31. Tree Building(1/3) • Most multiple alignment programs require pairwise alignments of all the sequences to build in initial guide tree. (Quadratic number of sequence alignments) • We utilize an iterative method to obtain a guide tree using only linear number of alignments.

32. Tree Building(2/3) • The initial guide tree is selected randomly from the set of complete binary trees. • The sequences are aligned using this random tree, and then a phylogenetic tree is inferred from the resulting multiple alignment. • The above process is iterated until the alignment and tree are satisfactory.

33. Tree Building(3/3) • Instead of computing all pairwise alignments, only O(nk) alignments are necessary to perform n iterations with k sequences. • We found that for typical alignment problems, only a small number of iterations were necessary.

34. Experimental Results 1 • A human, mouse, and rat whole-genome multiple alignment. • A homology map for the genomes was built by C. Dewey, and was used to generate gene anchors and constraints. • Chromosome 20 was chosen because it aligns almost completely with mouse chromosome 2.

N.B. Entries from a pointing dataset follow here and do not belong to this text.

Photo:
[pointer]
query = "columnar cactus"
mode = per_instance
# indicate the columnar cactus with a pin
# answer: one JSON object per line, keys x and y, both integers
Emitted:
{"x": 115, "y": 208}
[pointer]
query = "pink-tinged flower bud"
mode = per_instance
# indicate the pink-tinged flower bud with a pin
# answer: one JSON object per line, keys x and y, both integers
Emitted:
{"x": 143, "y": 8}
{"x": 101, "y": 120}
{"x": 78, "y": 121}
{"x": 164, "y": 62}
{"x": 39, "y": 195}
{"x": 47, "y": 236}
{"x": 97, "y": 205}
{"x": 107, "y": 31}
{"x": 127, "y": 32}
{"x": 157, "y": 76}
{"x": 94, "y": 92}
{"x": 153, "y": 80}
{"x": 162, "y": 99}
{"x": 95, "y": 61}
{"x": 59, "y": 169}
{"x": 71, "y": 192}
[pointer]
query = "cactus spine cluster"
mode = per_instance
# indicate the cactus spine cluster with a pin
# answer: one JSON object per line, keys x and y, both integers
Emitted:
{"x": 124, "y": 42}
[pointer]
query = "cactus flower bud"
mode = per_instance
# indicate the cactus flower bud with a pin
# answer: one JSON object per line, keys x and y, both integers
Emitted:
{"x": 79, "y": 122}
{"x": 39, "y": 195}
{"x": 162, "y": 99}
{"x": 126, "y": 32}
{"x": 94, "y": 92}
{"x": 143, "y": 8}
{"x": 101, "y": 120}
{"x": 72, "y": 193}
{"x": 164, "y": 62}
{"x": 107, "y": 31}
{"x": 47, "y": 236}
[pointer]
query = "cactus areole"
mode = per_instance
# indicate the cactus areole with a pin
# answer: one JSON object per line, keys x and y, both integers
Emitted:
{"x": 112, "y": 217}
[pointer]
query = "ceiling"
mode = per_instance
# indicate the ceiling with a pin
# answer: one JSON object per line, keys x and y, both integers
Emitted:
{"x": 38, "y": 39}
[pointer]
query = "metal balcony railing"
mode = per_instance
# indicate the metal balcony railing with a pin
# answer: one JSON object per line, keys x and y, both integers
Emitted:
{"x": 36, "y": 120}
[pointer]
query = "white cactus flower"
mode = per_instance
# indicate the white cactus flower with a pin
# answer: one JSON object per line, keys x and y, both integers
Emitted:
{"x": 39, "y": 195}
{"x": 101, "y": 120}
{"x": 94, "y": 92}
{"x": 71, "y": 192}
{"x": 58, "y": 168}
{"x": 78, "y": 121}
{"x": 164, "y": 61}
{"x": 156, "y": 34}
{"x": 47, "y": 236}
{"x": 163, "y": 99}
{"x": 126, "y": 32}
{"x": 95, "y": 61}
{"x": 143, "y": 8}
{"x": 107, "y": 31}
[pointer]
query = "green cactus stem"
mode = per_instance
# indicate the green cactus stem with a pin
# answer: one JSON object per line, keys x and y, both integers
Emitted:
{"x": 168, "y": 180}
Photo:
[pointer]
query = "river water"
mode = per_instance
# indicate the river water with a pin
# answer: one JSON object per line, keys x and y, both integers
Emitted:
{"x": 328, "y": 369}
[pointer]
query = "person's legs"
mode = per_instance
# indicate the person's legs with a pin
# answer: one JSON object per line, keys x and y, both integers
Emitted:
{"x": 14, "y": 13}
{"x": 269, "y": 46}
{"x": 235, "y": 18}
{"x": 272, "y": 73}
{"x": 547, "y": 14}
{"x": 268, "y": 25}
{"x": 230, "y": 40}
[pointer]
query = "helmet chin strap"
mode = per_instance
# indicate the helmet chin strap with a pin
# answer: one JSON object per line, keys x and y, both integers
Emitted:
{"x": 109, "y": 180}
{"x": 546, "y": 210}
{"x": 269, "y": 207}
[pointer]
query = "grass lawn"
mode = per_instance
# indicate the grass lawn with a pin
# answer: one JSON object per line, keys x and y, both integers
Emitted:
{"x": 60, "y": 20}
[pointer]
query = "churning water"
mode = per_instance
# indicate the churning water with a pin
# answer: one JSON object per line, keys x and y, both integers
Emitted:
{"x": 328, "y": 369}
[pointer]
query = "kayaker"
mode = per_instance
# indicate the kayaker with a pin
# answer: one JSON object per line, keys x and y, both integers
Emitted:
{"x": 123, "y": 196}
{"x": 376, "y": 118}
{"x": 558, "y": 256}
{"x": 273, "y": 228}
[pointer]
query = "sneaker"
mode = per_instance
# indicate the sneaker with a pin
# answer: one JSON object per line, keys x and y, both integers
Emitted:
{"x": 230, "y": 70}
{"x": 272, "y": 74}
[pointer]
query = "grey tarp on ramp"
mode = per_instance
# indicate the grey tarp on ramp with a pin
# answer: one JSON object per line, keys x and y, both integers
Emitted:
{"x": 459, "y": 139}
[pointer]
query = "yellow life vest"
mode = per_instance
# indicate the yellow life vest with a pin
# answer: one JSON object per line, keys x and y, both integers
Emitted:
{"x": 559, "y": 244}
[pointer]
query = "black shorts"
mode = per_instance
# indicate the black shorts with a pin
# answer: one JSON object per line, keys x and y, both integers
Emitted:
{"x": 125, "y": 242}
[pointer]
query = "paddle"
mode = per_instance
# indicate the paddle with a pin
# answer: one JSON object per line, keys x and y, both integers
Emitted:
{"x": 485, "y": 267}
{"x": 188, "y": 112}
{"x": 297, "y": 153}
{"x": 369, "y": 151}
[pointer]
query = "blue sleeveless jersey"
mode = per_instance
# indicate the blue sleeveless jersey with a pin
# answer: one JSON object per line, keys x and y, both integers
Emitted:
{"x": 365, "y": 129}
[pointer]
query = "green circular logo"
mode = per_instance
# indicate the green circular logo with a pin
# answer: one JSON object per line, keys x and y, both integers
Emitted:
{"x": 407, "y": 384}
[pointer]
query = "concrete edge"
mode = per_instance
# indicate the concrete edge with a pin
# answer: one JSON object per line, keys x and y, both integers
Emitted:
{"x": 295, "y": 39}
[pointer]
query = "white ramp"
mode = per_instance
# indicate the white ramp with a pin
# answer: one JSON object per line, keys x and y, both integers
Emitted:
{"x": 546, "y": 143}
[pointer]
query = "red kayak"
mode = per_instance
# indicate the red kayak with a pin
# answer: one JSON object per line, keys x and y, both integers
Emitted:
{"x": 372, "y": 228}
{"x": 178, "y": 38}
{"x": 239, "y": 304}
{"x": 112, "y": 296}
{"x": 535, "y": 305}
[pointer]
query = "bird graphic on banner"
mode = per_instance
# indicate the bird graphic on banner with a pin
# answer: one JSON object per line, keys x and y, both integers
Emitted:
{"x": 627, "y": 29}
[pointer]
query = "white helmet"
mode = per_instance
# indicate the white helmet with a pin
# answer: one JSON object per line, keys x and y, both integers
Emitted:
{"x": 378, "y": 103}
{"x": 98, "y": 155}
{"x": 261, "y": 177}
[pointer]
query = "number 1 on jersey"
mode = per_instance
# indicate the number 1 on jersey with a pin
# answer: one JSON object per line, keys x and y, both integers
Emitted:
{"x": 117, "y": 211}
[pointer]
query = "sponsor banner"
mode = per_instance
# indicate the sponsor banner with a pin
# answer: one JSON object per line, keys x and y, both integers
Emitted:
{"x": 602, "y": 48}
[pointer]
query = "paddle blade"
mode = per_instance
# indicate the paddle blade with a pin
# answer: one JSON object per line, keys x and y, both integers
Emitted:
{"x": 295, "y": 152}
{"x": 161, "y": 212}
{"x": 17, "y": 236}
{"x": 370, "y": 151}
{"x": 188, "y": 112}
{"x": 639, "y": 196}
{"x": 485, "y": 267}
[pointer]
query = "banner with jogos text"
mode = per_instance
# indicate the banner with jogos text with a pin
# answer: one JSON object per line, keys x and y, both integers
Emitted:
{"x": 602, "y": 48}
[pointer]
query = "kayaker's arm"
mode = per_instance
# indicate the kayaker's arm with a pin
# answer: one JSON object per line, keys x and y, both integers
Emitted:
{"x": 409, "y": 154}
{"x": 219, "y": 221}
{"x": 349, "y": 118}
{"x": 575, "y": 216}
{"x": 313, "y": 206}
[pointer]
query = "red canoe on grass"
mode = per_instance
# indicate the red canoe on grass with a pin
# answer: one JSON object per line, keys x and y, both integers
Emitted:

35. Experimental Results 1 (cont.) Coverage of human chromosome 20 RefSeq exons by the MAVID alignments. Of a total of 3927 exons, only six were not in the homology map. A total of 53.5% of the exons were covered by precomputed exon anchors in either mouse or rat. The remaining exons are mostly aligned by MAVID, resulting in 93.6% of the exons covered by alignment in either mouse or rat.

36. Experimental Results 2 • Alignment of 21 Organisms • We aligned 1.8 Mb of human sequence together with the homologous regions from 20 other organisms of a total 23 Mb of sequence. • Baboon, cat, chicken, chimp, cow, dog, dunnart, fugu, hedgehog, horse, lemur, macaque, mouse, opossum, pig, platypus, rabbit, rat, tetraodon, and zebra-fish.

37. Experimental Results 2(cont.) • The MAVID alignments were compared with MLAGAN, version 1.1(Brudno et al. 2003). • MLAGAN is the only other program we know of that is able to align the 21 sequences in a reasonable period of time.

38. Experimental Results 2(cont.) • MAVID and MLAGAN both aligned sequences correctly. • MAVID took 40 min, while MLAGAN took roughly 6h.